I think most of us long term in treatment patients can attest to our love/hate relationship with it.

This past week was a wake up call to how something so invaluable in keeping me in remission has side effects that can also debilitate me.

After going on a much stronger regimen of chemo and steroids I was hit with a backache so severe it sent me to the emergency room where I was first informed through an X-ray that there was a possible leak in my intestine, possibly from it being weakened from steroids.

I was prepped for surgery and was informed after a CAT scan that no hole could be detected, but my hate for steroids and all other treatments took a hold of me and I started to question if I ever wanted to be on them again.

Now days away and home from this experience, I can now see the wake up call that was needed in my treatment journey.
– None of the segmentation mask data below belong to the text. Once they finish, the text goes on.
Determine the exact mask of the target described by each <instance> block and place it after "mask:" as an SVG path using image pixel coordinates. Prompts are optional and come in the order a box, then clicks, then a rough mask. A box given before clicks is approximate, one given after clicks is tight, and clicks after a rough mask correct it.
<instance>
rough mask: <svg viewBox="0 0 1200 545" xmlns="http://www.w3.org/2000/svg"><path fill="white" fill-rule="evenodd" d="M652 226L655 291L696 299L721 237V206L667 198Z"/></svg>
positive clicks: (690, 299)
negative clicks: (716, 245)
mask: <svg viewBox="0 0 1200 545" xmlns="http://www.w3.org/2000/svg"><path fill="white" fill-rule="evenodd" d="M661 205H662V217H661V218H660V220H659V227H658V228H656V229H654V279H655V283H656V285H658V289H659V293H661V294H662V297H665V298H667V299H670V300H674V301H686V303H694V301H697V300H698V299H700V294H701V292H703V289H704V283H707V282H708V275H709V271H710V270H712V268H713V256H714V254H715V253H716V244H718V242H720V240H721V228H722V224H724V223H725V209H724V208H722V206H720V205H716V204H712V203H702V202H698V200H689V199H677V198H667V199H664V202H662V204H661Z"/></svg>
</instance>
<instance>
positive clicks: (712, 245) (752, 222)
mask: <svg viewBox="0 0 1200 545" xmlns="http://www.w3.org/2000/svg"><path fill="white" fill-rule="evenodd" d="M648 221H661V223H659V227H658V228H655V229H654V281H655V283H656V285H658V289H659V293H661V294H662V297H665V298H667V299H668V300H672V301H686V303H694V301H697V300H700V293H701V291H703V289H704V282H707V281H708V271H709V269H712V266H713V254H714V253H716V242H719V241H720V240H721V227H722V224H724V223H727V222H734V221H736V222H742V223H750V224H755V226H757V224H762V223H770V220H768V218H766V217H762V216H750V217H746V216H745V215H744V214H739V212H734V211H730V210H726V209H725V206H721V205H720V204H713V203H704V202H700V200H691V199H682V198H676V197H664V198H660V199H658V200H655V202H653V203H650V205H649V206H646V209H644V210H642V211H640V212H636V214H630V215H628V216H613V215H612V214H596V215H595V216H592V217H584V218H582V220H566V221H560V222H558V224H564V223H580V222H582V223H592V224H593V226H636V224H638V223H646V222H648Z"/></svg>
I had become lazy, in denial and so not productive in my own care.  I did not ask questions or raise concerns when my body did not feel right.

The truth is, I need treatment and I have to find a balance between all the medicine that is given, back pain, here’s a pain killer, constipated, here’s some Miralax and find a balance between how I can use alternative healthier ways to deal with side effects.

Some of my best advice comes from other patients and I’m now listening.

There is a gratitude that can’t be denied.  I am so fortunate to have treatments that saved me from cancer and added years that would not of been possible a very short time ago.  I just can’t forget my own treatments and voice and remember that I too have control over what remedies work for me away from the medicine cabinet.